Although his comments may be tongue-in-cheek, such measures would mean there’d be zero risk of coronavirus measures not being adhered to in the Chechen Republic around fight night and the all-important empty stadium-‘closed event’ criteria would be a given.

Muslim majority

Russia’s majority Muslim Republic will be a hotbed of support for Khabib, who is hailed as a hero in the North Caucasus region.

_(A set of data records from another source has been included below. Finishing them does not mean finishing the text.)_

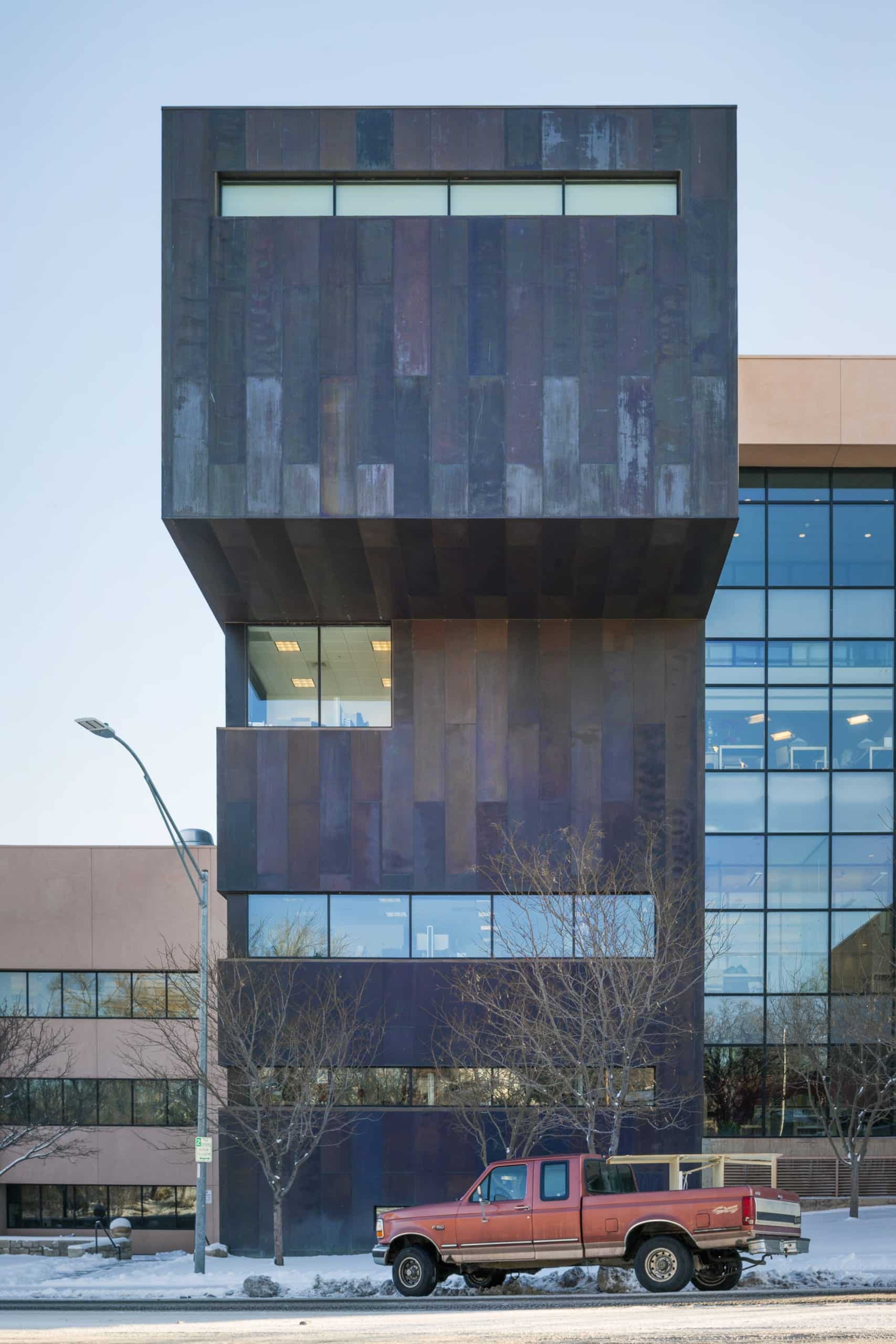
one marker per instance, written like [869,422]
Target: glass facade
[800,777]
[394,200]
[437,927]
[331,676]
[99,1101]
[71,1206]
[99,994]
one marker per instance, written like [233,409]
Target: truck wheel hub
[661,1265]
[410,1273]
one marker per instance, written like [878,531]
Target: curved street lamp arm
[171,826]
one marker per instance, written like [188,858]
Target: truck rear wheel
[414,1272]
[721,1276]
[483,1278]
[664,1265]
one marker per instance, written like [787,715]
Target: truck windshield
[601,1179]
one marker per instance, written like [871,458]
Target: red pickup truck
[541,1213]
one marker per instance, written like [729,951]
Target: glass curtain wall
[800,773]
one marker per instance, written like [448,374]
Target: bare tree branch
[601,960]
[33,1049]
[289,1037]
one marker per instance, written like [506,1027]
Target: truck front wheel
[719,1276]
[664,1265]
[414,1272]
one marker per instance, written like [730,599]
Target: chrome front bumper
[778,1246]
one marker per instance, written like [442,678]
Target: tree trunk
[853,1189]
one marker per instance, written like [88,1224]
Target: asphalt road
[784,1320]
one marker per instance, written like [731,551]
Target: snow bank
[844,1253]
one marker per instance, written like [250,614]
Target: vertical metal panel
[375,386]
[524,342]
[272,808]
[335,797]
[487,447]
[301,374]
[339,147]
[413,138]
[449,340]
[263,300]
[635,445]
[491,711]
[523,138]
[598,340]
[561,298]
[487,331]
[561,447]
[429,711]
[412,447]
[374,131]
[338,298]
[190,440]
[338,447]
[412,296]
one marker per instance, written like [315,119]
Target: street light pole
[199,882]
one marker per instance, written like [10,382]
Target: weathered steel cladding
[531,723]
[449,368]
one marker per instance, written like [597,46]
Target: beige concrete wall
[107,909]
[817,412]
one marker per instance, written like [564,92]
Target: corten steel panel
[487,369]
[539,723]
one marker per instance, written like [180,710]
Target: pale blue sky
[102,617]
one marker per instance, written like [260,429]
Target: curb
[527,1301]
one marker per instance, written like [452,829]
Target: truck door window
[503,1186]
[555,1180]
[601,1179]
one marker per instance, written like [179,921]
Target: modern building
[83,936]
[450,449]
[800,747]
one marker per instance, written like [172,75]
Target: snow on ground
[844,1253]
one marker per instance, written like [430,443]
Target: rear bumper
[778,1246]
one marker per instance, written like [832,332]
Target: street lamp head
[97,726]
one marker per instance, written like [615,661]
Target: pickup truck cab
[539,1213]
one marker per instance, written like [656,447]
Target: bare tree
[289,1041]
[34,1053]
[501,1108]
[840,1074]
[596,990]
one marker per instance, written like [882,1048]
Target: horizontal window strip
[99,994]
[99,1102]
[147,1208]
[503,198]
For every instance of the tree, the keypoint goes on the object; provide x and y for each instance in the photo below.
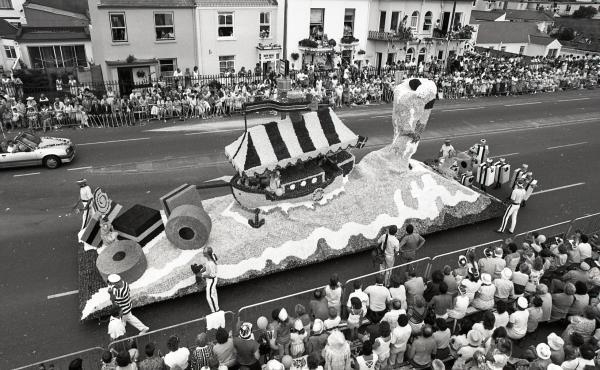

The Chechen capital Grozny is situated a mere 2 hours 30 minute drive from his Makhachkala hometown where his supporters would be oddly simultaneously granted and denied a Khabib homecoming.

Nevertheless, that very fact would mean Chechnya will certainly be willing to accept what would be the biggest sporting event ever held in the country, starring one of their own local heroes.

On top of that, Kadyrov is a huge fan of a range of sports, particularly football and combat sports, having hosted Mike Tyson and Ronaldinho to sporting events in the country.

The 43-year-old is a loyal supporter of Khabib and traveled to support the Dagestani Eagle in his most recent fight against Dustin Poirier in Abu Dhabi, in which he defended his lightweight title in 3 rounds back in September.

Khabib will observe the Muslim holy month of Ramadan from April 23, just one week after the fight’s orignal planned date, meaning the Russian will not fight for an entire month, meaning the fight might be shunted further down the currently bare sporting calendar.

That will give extra incentive for the UFC to find an alternative or face rescheduling the fight for an end-of-year date, something they will likely not be keen to forego.

Khabib and Tony’s will-they-won’t-they, seesaw back-and-forth drama has been one of the most intriguing UFC tales before either have ever even set foot in the same cage. In times of extreme uncertainty worldwide, a rescheduling to Chechnya may provide some light at the end of a very dark tunnel and fend off the almost certainty that Khabib versus Tony will, just as it has been four times before, be canceled.